I’ve set up a set of testing folders with the layout like the training folders, but with different images. Let’s load in the training data we saved above and train and test our Support Vector Machine.
load trainingHoGData.mat; classifier = fitcecoc(hogFeatures, trainingLabels); testingFolder = 'C:\Users\rickf\Google Drive\Greenstand\SVM\Testing'; imds = imageDatastore(testingFolder,'IncludeSubfolders',true,'LabelSource','foldernames'); imdsAug = augmentedImageDatastore([300,300],imds,'OutputSizeMode','centercrop' );
Allocate the space for our test data
hogTestFeatures = zeros(length(imds.Files),length(hogFeatures));
Extract the testFeatures
for i = 1:length(imds.Files) try dataTable = readByIndex(imdsAug,i); img = dataTable{1,1}{1}; img = SegmentGreenWithOtsu(img); [testFeatures , ~] = extHoGFeatures(img); hogTestFeatures(i,:) = testFeatures; catch ME disp(ME); end end
Make class predictions using the test features. predictedLabels = predict(classifier, hogTestFeatures); testLabels = imds.Labels; % Tabulate the results using a confusion matrix. [confMat,order] = confusionmat(testLabels, predictedLabels); figure cm = confusionchart(confMat,order); cm.ColumnSummary = 'column-normalized'; cm.RowSummary = 'row-normalized'; cm.Title = 'Plant Image Confusion Matrix';
Matlab gives us a function to create a Confusion Matrix.
The matrix gives us a precise view of what the classifier got right, and what it got wrong.
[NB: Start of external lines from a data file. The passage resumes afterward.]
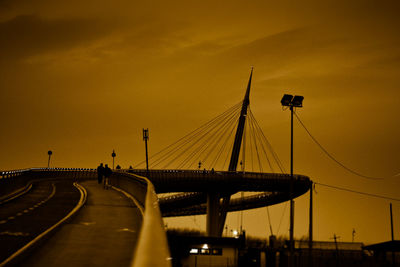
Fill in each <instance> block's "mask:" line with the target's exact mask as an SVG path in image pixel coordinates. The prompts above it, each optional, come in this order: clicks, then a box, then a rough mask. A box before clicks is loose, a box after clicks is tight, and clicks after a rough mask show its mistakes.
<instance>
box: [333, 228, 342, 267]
mask: <svg viewBox="0 0 400 267" xmlns="http://www.w3.org/2000/svg"><path fill="white" fill-rule="evenodd" d="M339 238H340V236H337V235H336V234H333V240H335V247H336V266H339V247H338V244H337V239H339Z"/></svg>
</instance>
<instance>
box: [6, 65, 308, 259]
mask: <svg viewBox="0 0 400 267" xmlns="http://www.w3.org/2000/svg"><path fill="white" fill-rule="evenodd" d="M252 73H253V71H252V72H251V74H250V78H249V82H248V86H247V90H246V94H245V97H244V99H243V101H242V103H241V105H240V114H239V118H236V121H237V128H236V134H235V136H234V139H233V144H232V150H231V155H230V160H229V167H228V170H226V171H222V170H214V169H211V170H206V169H203V170H201V169H200V165H201V163H200V162H199V169H198V170H193V169H154V168H151V169H128V170H116V171H114V172H113V174H112V176H111V177H110V185H111V189H113V190H101V186H99V185H97V184H96V178H97V172H96V170H94V169H68V168H32V169H25V170H15V171H3V172H0V193H1V198H0V205H1V210H0V216H1V217H0V231H1V233H0V235H1V236H2V237H6V238H4V239H2V240H4V241H2V242H0V243H1V244H0V246H1V248H2V252H1V254H0V262H2V263H1V264H0V266H7V265H13V264H14V265H15V264H19V265H22V266H23V265H29V266H31V265H32V263H33V262H37V264H38V266H41V265H42V266H43V265H46V266H48V265H62V262H61V263H60V261H59V260H58V261H57V259H59V258H63V259H64V263H65V260H66V259H69V260H71V259H70V258H69V257H68V255H70V256H71V255H74V257H76V258H75V259H76V261H79V262H81V263H82V262H83V263H85V262H86V263H87V262H90V265H96V262H98V263H99V264H98V266H102V265H104V262H105V261H106V262H107V260H108V262H109V263H110V265H121V266H123V265H125V266H126V265H133V266H170V261H169V260H170V257H169V253H168V246H167V241H166V236H165V232H164V225H163V223H162V217H171V216H187V215H197V214H206V215H207V216H206V218H207V219H206V220H207V234H208V235H209V236H221V234H222V230H223V227H224V224H225V219H226V215H227V213H228V212H231V211H238V210H246V209H254V208H258V207H264V206H269V205H274V204H277V203H281V202H284V201H287V200H290V199H291V198H292V197H293V198H295V197H298V196H300V195H302V194H304V193H306V192H307V191H308V190H309V189H310V186H311V181H310V179H309V178H308V177H307V176H304V175H293V177H292V176H290V175H288V174H284V173H274V172H272V173H265V172H249V171H245V170H244V168H242V170H240V171H238V170H237V166H238V165H239V157H240V156H242V157H243V161H244V152H243V151H242V150H241V146H242V144H243V145H245V142H243V135H244V134H245V125H246V118H247V117H248V116H250V117H251V116H252V114H251V113H249V114H248V106H249V103H250V101H249V95H250V86H251V79H252ZM229 120H232V118H231V117H229ZM253 126H254V125H253ZM227 129H228V128H227ZM221 136H222V135H221ZM260 136H261V135H260ZM215 139H218V140H220V137H218V138H215ZM208 140H210V139H208ZM208 144H210V141H209V142H208ZM211 147H215V146H211ZM202 151H203V152H204V150H202ZM241 151H242V152H241ZM196 153H197V152H196ZM191 155H194V153H191ZM218 157H219V155H218ZM240 165H242V162H241V163H240ZM240 191H247V192H257V193H256V194H254V195H251V196H247V197H244V198H240V199H231V196H232V195H233V194H235V193H237V192H240ZM160 193H175V194H172V195H169V196H165V197H158V196H157V194H160ZM27 216H28V217H27ZM41 217H43V218H44V219H43V220H38V218H41ZM110 218H113V219H114V220H110ZM121 221H123V222H124V224H123V225H122V224H121V225H119V224H118V223H119V222H121ZM113 227H114V228H113ZM110 229H114V230H115V229H117V230H115V231H110ZM94 232H96V234H94ZM71 233H72V235H71ZM116 233H118V235H119V238H115V235H116ZM129 233H130V234H129ZM139 233H140V234H139ZM82 236H88V238H87V240H86V238H84V239H83V240H82V238H81V239H80V238H79V237H82ZM63 240H64V241H63ZM66 240H68V241H66ZM85 240H86V241H87V242H86V241H85ZM64 243H67V244H64ZM78 248H79V249H81V250H83V251H85V253H78V254H79V256H76V255H77V249H78ZM117 248H120V249H117ZM60 250H62V251H63V253H62V256H58V254H59V253H60ZM117 250H118V253H114V252H115V251H117ZM32 251H35V253H34V254H33V253H32ZM37 251H38V252H37ZM96 251H97V253H95V252H96ZM99 251H100V252H101V253H100V256H95V258H96V257H98V261H96V260H94V262H93V257H94V256H93V255H98V252H99ZM111 251H112V252H113V253H111ZM68 253H70V254H68ZM32 255H35V256H32ZM110 255H114V256H110ZM152 255H158V256H157V257H154V256H152ZM33 257H34V258H33ZM121 259H122V260H121ZM68 263H69V264H74V261H72V262H71V261H68ZM75 263H76V262H75ZM115 263H118V264H115Z"/></svg>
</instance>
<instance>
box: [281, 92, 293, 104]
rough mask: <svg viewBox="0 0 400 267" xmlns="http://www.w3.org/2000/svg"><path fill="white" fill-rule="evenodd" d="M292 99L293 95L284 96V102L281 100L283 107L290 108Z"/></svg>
mask: <svg viewBox="0 0 400 267" xmlns="http://www.w3.org/2000/svg"><path fill="white" fill-rule="evenodd" d="M292 99H293V96H292V95H288V94H285V95H283V97H282V100H281V103H282V106H290V103H291V102H292Z"/></svg>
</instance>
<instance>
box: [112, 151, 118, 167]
mask: <svg viewBox="0 0 400 267" xmlns="http://www.w3.org/2000/svg"><path fill="white" fill-rule="evenodd" d="M116 155H117V154H115V151H114V149H113V153H111V157H113V170H114V162H115V156H116Z"/></svg>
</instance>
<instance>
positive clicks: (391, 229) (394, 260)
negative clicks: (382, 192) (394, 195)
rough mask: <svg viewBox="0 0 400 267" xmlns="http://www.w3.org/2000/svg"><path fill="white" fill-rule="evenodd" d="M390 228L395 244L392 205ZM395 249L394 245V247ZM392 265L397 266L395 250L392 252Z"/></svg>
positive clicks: (390, 210)
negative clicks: (396, 265)
mask: <svg viewBox="0 0 400 267" xmlns="http://www.w3.org/2000/svg"><path fill="white" fill-rule="evenodd" d="M390 228H391V232H392V242H393V243H394V233H393V212H392V203H390ZM393 247H394V245H393ZM392 263H393V266H396V265H395V264H396V254H395V252H394V249H393V251H392Z"/></svg>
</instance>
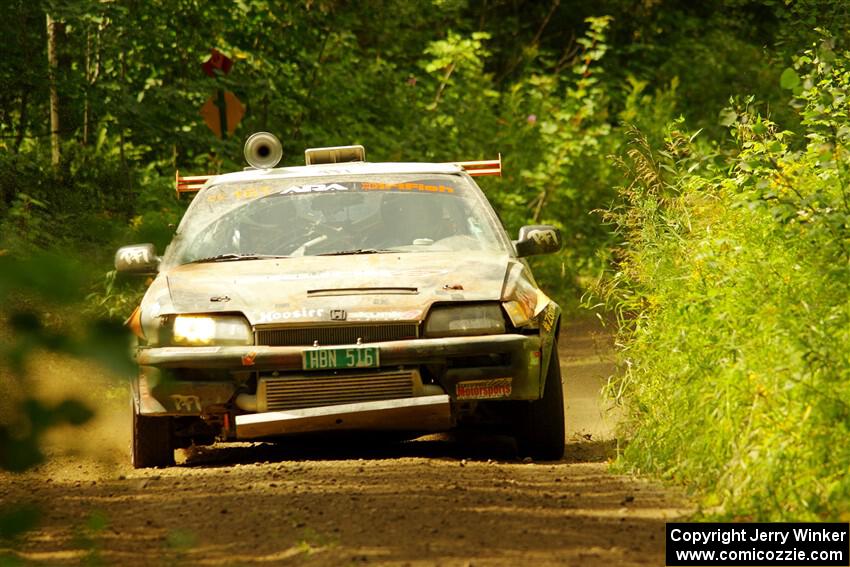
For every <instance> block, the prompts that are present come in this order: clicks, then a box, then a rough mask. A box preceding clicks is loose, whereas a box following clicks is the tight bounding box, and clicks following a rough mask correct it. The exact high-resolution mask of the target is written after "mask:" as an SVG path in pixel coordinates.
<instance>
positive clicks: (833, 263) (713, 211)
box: [604, 40, 850, 520]
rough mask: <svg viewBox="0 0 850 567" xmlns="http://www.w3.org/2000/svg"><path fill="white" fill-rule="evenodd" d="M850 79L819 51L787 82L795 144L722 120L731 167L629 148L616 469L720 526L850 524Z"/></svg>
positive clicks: (637, 140)
mask: <svg viewBox="0 0 850 567" xmlns="http://www.w3.org/2000/svg"><path fill="white" fill-rule="evenodd" d="M848 77H850V54H846V53H845V54H836V53H834V52H833V50H832V44H831V42H830V41H828V40H827V41H824V43H823V44H821V46H820V47H819V48H818V49H812V50H809V51H806V52H805V53H803V54H802V55H800V56H799V57H798V58H797V59H796V61H795V68H793V69H789V70H786V72H785V73H784V74H783V78H782V84H783V86H785V87H786V88H789V89H792V90H793V93H794V101H795V104H794V106H795V108H796V109H797V111H798V113H799V115H800V120H801V124H802V126H801V128H802V129H803V130H802V131H801V132H799V133H798V134H794V133H792V132H788V131H782V130H780V129H779V128H778V126H777V125H776V124H774V123H773V122H771V121H770V120H769V119H767V118H765V117H763V116H760V115H759V114H758V113H756V112H755V111H754V110H752V108H751V107H747V106H744V107H743V108H740V107H739V108H737V109H729V110H727V111H726V112H725V113H724V116H725V117H726V118H727V123H728V124H729V125H730V126H731V129H732V132H733V135H734V137H735V140H736V142H737V147H736V148H735V149H734V150H733V151H730V152H726V153H723V154H720V155H712V151H711V150H710V149H709V148H706V147H705V146H704V145H701V144H700V143H698V142H697V141H696V140H694V139H693V138H692V137H690V136H687V135H684V134H683V133H682V132H681V131H680V128H681V126H682V124H681V123H677V124H674V125H673V126H672V127H671V128H670V130H669V131H668V135H667V137H666V142H665V145H664V147H663V149H659V150H653V149H652V148H651V147H650V145H649V143H648V142H647V141H646V139H645V138H644V137H642V136H641V135H640V133H638V132H635V133H633V137H632V146H631V148H630V150H629V151H628V152H627V156H626V157H625V159H624V160H623V161H622V164H623V166H624V167H625V168H626V172H627V177H628V179H629V180H630V183H629V185H627V186H625V187H623V188H622V189H621V196H622V206H621V207H618V208H614V209H612V210H611V211H609V213H608V218H609V220H611V221H612V222H614V223H615V225H616V227H617V228H618V230H619V231H620V234H621V236H622V237H623V238H624V240H625V245H624V246H623V247H622V248H621V249H620V250H619V251H618V260H619V264H618V271H617V272H616V273H615V274H614V275H613V277H612V278H611V279H610V280H609V281H608V283H607V286H608V287H607V288H606V289H605V290H604V296H605V297H606V299H607V300H608V301H611V302H613V304H614V305H615V306H616V307H617V310H618V313H619V315H620V318H621V321H622V326H621V329H620V333H621V337H620V341H619V342H620V343H621V344H622V345H623V349H622V351H621V357H622V358H621V360H622V363H623V366H624V372H623V373H622V377H621V378H618V379H616V380H615V381H613V382H612V383H611V384H610V391H611V393H612V394H613V395H614V396H616V397H617V398H618V399H619V400H620V401H621V402H623V403H624V404H625V405H626V406H627V408H628V420H627V424H626V434H627V435H628V437H629V439H630V443H629V444H628V446H627V448H626V449H625V452H624V454H623V458H622V461H621V462H622V465H623V466H624V467H626V468H628V469H630V470H634V471H640V472H651V473H655V474H660V475H662V476H664V477H667V478H671V479H674V480H677V481H680V482H683V483H686V484H688V485H690V486H691V487H692V488H694V489H695V490H697V491H698V492H699V493H700V494H702V495H703V496H704V497H705V498H704V500H703V503H704V504H705V505H706V506H707V507H708V510H709V512H710V513H711V514H712V515H721V516H734V517H744V518H750V519H759V520H792V519H793V520H825V519H832V520H838V519H842V520H846V519H847V516H848V514H850V475H847V471H848V469H850V446H848V445H847V443H846V439H847V436H848V433H850V354H848V353H850V296H848V293H847V290H848V284H847V282H848V277H849V276H850V269H848V259H850V248H848V238H850V231H848V226H850V224H848V223H850V207H849V206H848V194H847V182H848V180H850V176H848V166H850V154H848V149H850V145H848V141H850V121H848V112H847V110H848V103H847V100H846V99H845V95H846V92H847V87H848ZM748 102H751V101H748Z"/></svg>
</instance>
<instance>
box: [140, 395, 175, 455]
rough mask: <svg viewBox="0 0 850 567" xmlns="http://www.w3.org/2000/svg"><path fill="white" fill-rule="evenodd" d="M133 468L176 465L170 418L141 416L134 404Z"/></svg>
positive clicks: (163, 417) (164, 417) (167, 417)
mask: <svg viewBox="0 0 850 567" xmlns="http://www.w3.org/2000/svg"><path fill="white" fill-rule="evenodd" d="M132 457H133V468H136V469H146V468H150V467H169V466H172V465H174V443H173V438H172V433H171V418H170V417H149V416H144V415H139V411H138V408H137V407H136V404H135V402H134V403H133V445H132Z"/></svg>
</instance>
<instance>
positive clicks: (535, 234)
mask: <svg viewBox="0 0 850 567" xmlns="http://www.w3.org/2000/svg"><path fill="white" fill-rule="evenodd" d="M560 249H561V231H560V230H558V229H557V228H555V227H554V226H551V225H548V224H532V225H528V226H524V227H522V228H521V229H519V240H517V241H516V253H517V256H519V257H520V258H524V257H526V256H535V255H537V254H551V253H553V252H557V251H558V250H560Z"/></svg>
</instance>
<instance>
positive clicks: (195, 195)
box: [115, 133, 564, 467]
mask: <svg viewBox="0 0 850 567" xmlns="http://www.w3.org/2000/svg"><path fill="white" fill-rule="evenodd" d="M245 153H246V158H247V160H248V162H249V164H251V165H252V167H251V168H248V169H246V170H245V171H239V172H234V173H227V174H223V175H216V176H211V177H201V178H197V177H196V178H187V177H179V175H178V178H177V188H178V192H180V193H185V192H195V193H194V198H193V201H192V202H191V204H190V205H189V207H188V209H187V211H186V213H185V215H184V217H183V219H182V221H181V222H180V224H179V226H178V228H177V231H176V234H175V235H174V238H173V240H172V242H171V243H170V244H169V246H168V247H167V249H166V250H165V253H164V254H163V255H162V256H161V257H160V256H158V255H157V253H156V250H155V249H154V246H153V245H151V244H140V245H133V246H125V247H123V248H121V249H119V250H118V251H117V253H116V256H115V266H116V269H117V270H118V271H119V272H124V273H131V274H146V275H151V276H154V278H153V281H152V283H151V285H150V287H149V288H148V290H147V292H146V294H145V296H144V299H143V300H142V302H141V304H140V305H139V307H138V308H137V309H136V311H135V312H134V313H133V315H132V316H131V317H130V319H129V321H128V325H129V326H130V328H131V329H132V331H133V333H134V335H135V336H136V338H137V340H138V344H137V348H136V351H135V356H136V360H137V362H138V365H139V373H138V376H137V377H136V378H135V379H134V380H133V381H132V411H133V442H132V459H133V464H134V466H136V467H151V466H167V465H170V464H173V463H174V450H175V449H176V448H181V447H187V446H189V445H191V444H210V443H214V442H217V441H218V442H223V441H243V440H264V439H268V440H284V441H285V440H286V439H287V438H289V437H290V436H292V435H296V434H308V433H329V432H336V431H346V432H348V434H349V435H351V434H353V435H358V434H360V433H359V432H369V431H375V432H393V433H394V434H395V433H397V434H399V435H400V436H404V437H408V438H414V437H416V436H418V435H422V434H426V433H430V432H439V431H447V430H451V429H454V428H460V427H476V428H490V429H492V430H493V431H501V432H506V433H508V434H510V435H513V436H514V437H515V438H516V440H517V447H518V450H519V453H520V454H521V455H523V456H530V457H532V458H535V459H541V460H550V459H559V458H561V456H562V455H563V451H564V404H563V389H562V383H561V373H560V367H559V364H558V355H557V335H558V329H559V325H560V315H561V310H560V308H559V307H558V305H557V304H556V303H555V302H554V301H552V300H551V299H550V298H549V297H547V296H546V295H545V294H544V293H543V292H542V291H541V290H540V288H539V287H538V286H537V284H536V283H535V280H534V277H533V276H532V274H531V271H530V269H529V267H528V264H527V263H526V261H525V260H524V259H523V258H524V257H526V256H529V255H532V254H542V253H550V252H555V251H557V250H559V249H560V247H561V237H560V233H559V232H558V230H557V229H555V228H554V227H552V226H547V225H535V226H526V227H523V228H522V229H521V230H520V232H519V238H518V239H517V240H513V241H512V240H511V239H510V237H509V236H508V235H507V234H506V232H505V230H504V228H503V227H502V225H501V223H500V221H499V219H498V217H497V215H496V213H495V212H494V211H493V209H492V207H491V206H490V204H489V203H488V202H487V199H486V198H485V197H484V194H483V193H482V191H481V190H480V189H479V187H478V186H477V185H476V183H475V181H474V180H473V177H476V176H479V175H494V174H496V175H498V174H500V172H501V159H499V160H494V161H484V162H459V163H368V162H366V161H365V151H364V150H363V148H362V146H344V147H336V148H317V149H310V150H307V152H306V162H307V165H305V166H299V167H281V168H278V167H275V166H276V165H277V162H278V160H279V159H280V156H281V149H280V144H279V142H278V141H277V139H276V138H274V137H273V136H272V135H270V134H266V133H260V134H255V135H254V136H252V137H251V138H250V139H249V140H248V142H247V143H246V148H245ZM331 435H332V436H333V435H334V434H333V433H331Z"/></svg>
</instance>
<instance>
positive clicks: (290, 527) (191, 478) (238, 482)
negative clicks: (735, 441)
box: [0, 321, 688, 566]
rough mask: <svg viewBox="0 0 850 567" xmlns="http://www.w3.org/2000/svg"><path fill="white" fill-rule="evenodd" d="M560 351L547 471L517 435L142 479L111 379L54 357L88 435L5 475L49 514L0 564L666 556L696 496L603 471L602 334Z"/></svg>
mask: <svg viewBox="0 0 850 567" xmlns="http://www.w3.org/2000/svg"><path fill="white" fill-rule="evenodd" d="M560 349H561V350H560V352H561V364H562V367H563V368H562V370H563V374H564V377H565V383H566V386H565V387H566V400H567V401H566V403H567V428H568V432H569V434H568V440H567V456H566V457H565V458H564V460H562V461H560V462H557V463H533V462H521V461H518V460H517V459H516V457H515V455H514V449H513V445H512V443H511V442H510V440H508V439H506V438H500V437H485V436H480V435H471V434H470V435H464V436H455V437H449V436H431V437H427V438H423V439H420V440H417V441H413V442H408V443H402V444H395V445H378V446H374V445H350V444H347V445H346V446H345V447H344V448H340V447H335V446H331V445H320V446H315V445H313V446H304V445H302V446H289V447H280V446H273V445H268V444H253V445H251V444H243V445H238V446H228V447H222V448H211V449H204V450H202V451H201V450H196V451H194V452H192V453H191V454H188V455H183V458H182V459H179V461H178V463H179V464H178V466H176V467H172V468H168V469H161V470H144V471H135V470H133V469H132V468H130V466H129V465H128V464H127V460H128V457H127V456H126V453H127V444H128V439H129V433H128V420H127V417H126V412H125V409H127V408H126V399H125V398H124V396H123V394H122V393H121V391H120V388H117V387H115V386H104V387H99V386H97V384H101V382H102V380H103V378H102V377H101V376H99V375H98V374H97V371H94V370H92V369H91V368H90V367H88V366H87V365H85V364H82V363H77V362H69V361H63V360H61V359H52V360H51V359H49V360H50V365H49V366H50V371H49V372H47V373H46V374H44V375H43V376H42V377H41V379H42V382H43V384H42V387H43V388H44V389H45V391H46V392H49V395H54V396H57V397H58V396H61V395H62V394H63V393H64V392H67V391H70V392H74V393H76V394H77V395H82V396H83V397H84V398H86V399H88V400H89V402H90V403H92V404H95V403H96V404H97V405H98V406H100V407H101V411H100V412H99V414H98V418H97V420H96V421H95V422H94V423H92V424H90V425H88V426H86V427H85V428H83V430H82V431H80V430H65V431H57V432H56V433H55V434H53V435H51V437H50V439H49V443H48V447H49V451H50V454H51V457H52V459H51V461H50V462H49V463H48V464H46V465H43V466H41V467H39V468H38V469H36V470H34V471H31V472H28V473H26V474H25V475H11V474H7V473H0V507H5V508H6V509H8V507H9V506H12V505H16V503H22V502H23V503H27V502H29V503H34V504H35V505H37V506H38V507H39V508H40V509H41V520H40V523H39V524H38V526H37V527H36V528H35V529H34V530H32V531H30V532H28V533H27V534H26V535H25V536H23V537H21V538H19V539H18V540H15V541H11V542H10V541H4V540H2V539H0V564H2V563H3V559H4V555H5V556H6V559H14V558H17V559H19V560H23V562H24V563H25V564H43V565H77V564H93V565H103V564H106V565H177V564H181V565H296V564H297V565H333V566H336V565H363V564H380V565H399V566H401V565H411V566H413V565H416V566H418V565H505V566H508V565H511V566H513V565H663V564H664V559H663V552H664V523H665V522H666V521H668V520H670V519H673V518H679V517H682V516H683V515H684V514H687V512H688V504H687V502H686V501H685V500H683V499H682V498H680V497H679V496H677V495H676V494H674V493H672V492H671V491H670V490H669V489H665V488H662V487H659V486H658V485H655V484H652V483H648V482H646V481H642V480H639V479H634V478H631V477H627V476H617V475H614V474H612V473H611V472H609V461H610V459H611V458H612V457H613V455H614V453H615V450H616V448H615V447H616V445H615V444H616V441H615V440H614V438H613V435H612V425H613V421H614V417H610V416H609V417H608V418H607V419H603V418H602V415H601V411H600V405H601V399H600V396H599V389H600V387H601V385H602V384H603V383H604V381H605V377H606V376H607V375H608V374H609V373H610V372H611V371H612V365H611V361H610V337H609V336H608V335H606V334H605V333H604V332H602V330H601V328H600V327H598V325H597V324H595V323H594V322H592V321H586V322H583V323H580V324H576V325H574V326H571V327H569V328H567V329H565V331H564V332H563V333H562V337H561V344H560ZM69 375H73V378H69ZM104 392H106V395H104Z"/></svg>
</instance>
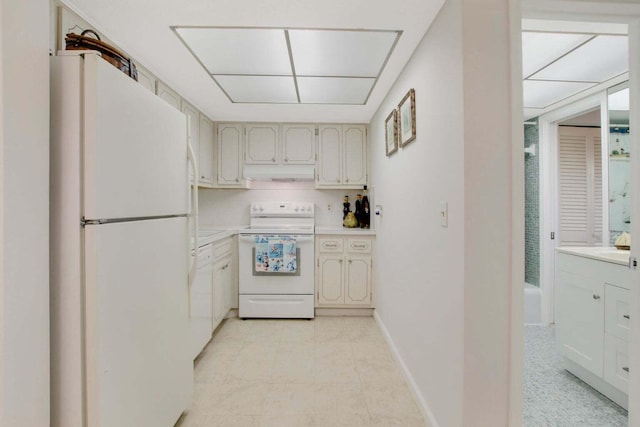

Here we can see we did pretty well, but there are a number of misclassified plants. Ideally we’d like to have the blue diagonal a darker shade. We can probably adjust parameters on our algorithm and data to improve the results.
But let’s move on to the latest advances in Machine Learning – Deep Learning with a Convolutional Neural Network – in the next post. We will see a significant improvement.
References
[Dietterich,Bakiri,95] Thomas G. Dietterich, G. B. (1995). Solving Multiclass Learning Problems via Error-Correcting Output Codes. Journal of Artificial Intelligence Research, 263-268.